Investors who joined the flight for quality at the onset of the 2008-2009 global crisis can now testify, Ezekwesili argued, that “Africa stayed stable” even as the global stock exchanges went on a wild roller coaster ride. Recovery on African stock markets came fast even though their limited liquidity and relative small size was amplified.
While initial hopes that investors–weary of markets in developed countries–would seek opportunities in Africa and other developing regions were misplaced, most African stock markets with the exception of the Johannesburg Stock Exchange have grown robustly, doubling their market capitalisation between 1992 and 2002, from $113.4 billion to $244.7 billion.
In a move that is likely to set a new record, the Lagos Stock Exchange, the region’s fastest-growing market, plans to increase its current capitalization from $40 billion to $1 trillion in five years.
According to Ezekwesili, “one of the key lessons of the past global crisis is that Africa knows how to shrug off the impact”.
“Been there, done that”, was the attitude she said African finance ministers who attended the September 23-24 Annual Meetings of the World Bank and International Monetary Fund  in Washington, DC, had on being told that news of a potential global crisis meant even more reforms on their part.
Policy reforms lead to positive growth
One explanation for Africa’s success is the region’s sustained pace of meaningful reforms. As many as 36 of the 46 African countries surveyed by the Doing Business report have implemented major reforms over the last five years, including those whose ranking has slipped or has not improved.

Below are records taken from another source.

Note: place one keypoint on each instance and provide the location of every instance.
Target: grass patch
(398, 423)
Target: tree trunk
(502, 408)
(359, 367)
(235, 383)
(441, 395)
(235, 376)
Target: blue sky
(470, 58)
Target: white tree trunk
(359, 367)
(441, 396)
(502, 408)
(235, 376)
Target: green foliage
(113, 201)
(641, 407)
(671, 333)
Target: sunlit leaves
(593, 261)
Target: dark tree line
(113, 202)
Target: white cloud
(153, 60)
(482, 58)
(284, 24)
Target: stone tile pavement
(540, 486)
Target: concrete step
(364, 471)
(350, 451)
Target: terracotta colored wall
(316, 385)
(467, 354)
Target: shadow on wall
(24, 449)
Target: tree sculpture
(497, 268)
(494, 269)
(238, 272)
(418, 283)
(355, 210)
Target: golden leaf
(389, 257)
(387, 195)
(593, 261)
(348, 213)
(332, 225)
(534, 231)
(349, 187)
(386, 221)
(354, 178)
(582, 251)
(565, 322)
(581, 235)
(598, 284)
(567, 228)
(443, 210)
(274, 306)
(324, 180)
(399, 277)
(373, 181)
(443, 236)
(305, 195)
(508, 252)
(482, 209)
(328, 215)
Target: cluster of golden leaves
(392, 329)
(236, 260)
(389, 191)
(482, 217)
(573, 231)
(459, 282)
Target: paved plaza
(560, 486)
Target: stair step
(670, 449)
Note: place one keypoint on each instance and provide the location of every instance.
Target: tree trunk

Ezekwesili said the continent of which she speaks is “an exciting, new Africa… on the cusp of an economic revolution similar to China’s and India’s”. She described it as a region of abundant opportunities in agriculture, agribusiness and agro-processing; with strong demand for capital in infrastructure development; but also a region in need of a second round of investments to upgrade the ICT sector, expand broadband use, mobile banking and Internet access.
Ezekwesili called on investors to help themselves, by not focusing too narrowly on making the fast buck, but on building social accountability and transparency and fostering the fight against corruption, promoting social corporate responsibility by helping to develop the human capital and labor skills that will be needed if the “new Africa” is to lure some of the 85-to-90 million labor-intensive jobs in light manufacturing that wage pressures will force firms in China to off-shore in the next three-to-five years.

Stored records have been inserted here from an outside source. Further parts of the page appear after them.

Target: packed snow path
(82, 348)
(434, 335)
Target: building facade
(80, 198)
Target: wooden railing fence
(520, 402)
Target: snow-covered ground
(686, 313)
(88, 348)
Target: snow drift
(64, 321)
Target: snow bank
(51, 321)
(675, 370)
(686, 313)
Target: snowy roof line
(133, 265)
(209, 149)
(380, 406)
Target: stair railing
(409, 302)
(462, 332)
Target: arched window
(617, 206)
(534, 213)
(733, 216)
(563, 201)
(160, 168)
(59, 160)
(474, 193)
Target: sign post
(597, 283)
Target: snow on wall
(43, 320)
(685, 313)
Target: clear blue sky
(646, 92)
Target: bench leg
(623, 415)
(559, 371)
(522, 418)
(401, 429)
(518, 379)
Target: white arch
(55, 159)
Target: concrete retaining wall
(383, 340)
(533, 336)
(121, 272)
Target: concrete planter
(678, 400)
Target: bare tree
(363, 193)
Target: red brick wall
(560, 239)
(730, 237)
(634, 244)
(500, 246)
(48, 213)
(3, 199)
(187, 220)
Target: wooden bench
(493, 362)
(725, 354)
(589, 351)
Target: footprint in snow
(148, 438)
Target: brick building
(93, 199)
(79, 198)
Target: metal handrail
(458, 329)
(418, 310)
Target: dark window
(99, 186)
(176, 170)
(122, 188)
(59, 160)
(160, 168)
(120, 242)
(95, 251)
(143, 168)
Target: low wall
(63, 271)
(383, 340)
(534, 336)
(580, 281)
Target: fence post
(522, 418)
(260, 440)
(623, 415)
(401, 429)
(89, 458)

Africa, Ezekwesili said, needs to replicate the knowledge that enabled policy reforms to precede efficient public investments before private capital helped turn a loss-making sector such as telecommunications into the ICT revolution the continent has witnessed.
Strengthening Africa’s capital markets whose success is intrinsically linked to the economic success of the continent is essential if Africa is to fulfill its vast potential, said Bill Mills, CEO of Europe, Middle East, and Africa at Citigroup, one of the co-sponsors of the summit.
Ezekwesili pledged World Bank support to continue to help African governments embrace the right reforms, build the right institutions, make the right public investments, build the resilience of their economies to shocks and make the right policy choices, including diversifying their economies, developing the private sector and protecting the poor and most vulnerable in a time of crisis.
 Admitting that “nobody really knows for certain the extent of the effects of the crisis on the most fragile, debt-ridden and budget-strapped economies,” Ezekwesili said even when a global crisis hits Africa some of the most effective mitigating effects would come from leaders not taking their hands off the reins of reforms but also from stronger growth in countries like South Africa and Nigeria, as well as from a return to growth after violent conflicts such as in Cote d’Ivoire.